There is another major issue that needs to be considered. Should these amendments be agreed, these people would also be able to make donations to our political parties—a form of overseas subsidy that I thought we had outlawed. Section 54 of the Political Parties, Elections and Referendums Act 2000 allows UK nationals who permanently live abroad to remain on the electoral register for 15 years. By being on the electoral register, they are also categorised as permissible donors to a political party.
Following the controversy in 2007-08 around donations—in that case to the Conservative Party—the Political Parties and Elections Act 2009 was passed. Section 10 prohibits a registered party accepting a donation from UK nationals living abroad and on the electoral register if it is more than £7,500 in any 12-month period unless they become resident in the UK and pay UK income tax. That Act also requires such donors to make a written declaration to the Electoral Commission as to whether they satisfy the rules. However, this section of the Act has yet to be commenced; it comes into force on a date to be decided by the Secretary of State under a statutory instrument. The Government have indicated that they do not intend to commence this part of the 2009 Act, which means that those living abroad can continue to give any sum that they like as permitted donors.

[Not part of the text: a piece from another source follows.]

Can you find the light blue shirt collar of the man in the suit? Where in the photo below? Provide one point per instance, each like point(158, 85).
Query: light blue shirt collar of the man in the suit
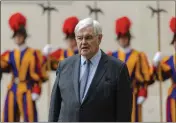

These amendments would therefore permit all UK nationals permanently living abroad to give unlimited donations to our political parties. I cannot believe that this House would support that. The Electoral Commission has confirmed to me that the test of whether individuals are permissible donors is whether they are on the electoral register, and that includes overseas electors. Therefore, if overseas electors were to be able to stay on the register for longer than 15 years, they would remain permissible donors for as long as they lived and as long as their money held out.
There are practical issues. The Bill that the Committee is discussing will, if we fail to change it, mean that quite a few people who live in this country are going to fall off the electoral register. It seems extraordinary that we should not be turning our attention to those people, rather than adding to the register those who have long since ceased to live here.
This Bill is important; it is about moving to individual registration, but the only registration for those abroad at the moment is, as has been said, that they have a passport and get someone to certify that they are still alive. Here, those who do not have to go through all this may not realise that there will be all sorts of data matching and checks on their NI, and such issues. It would seem extraordinary if those living abroad could get on the electoral register easier than others.
It is hard to see why those who have left these shores for ever and do not pay tax but simply remember their old address and maintain a passport should continue to elect our Government. As of this moment, we have heard no compelling arguments to support these amendments.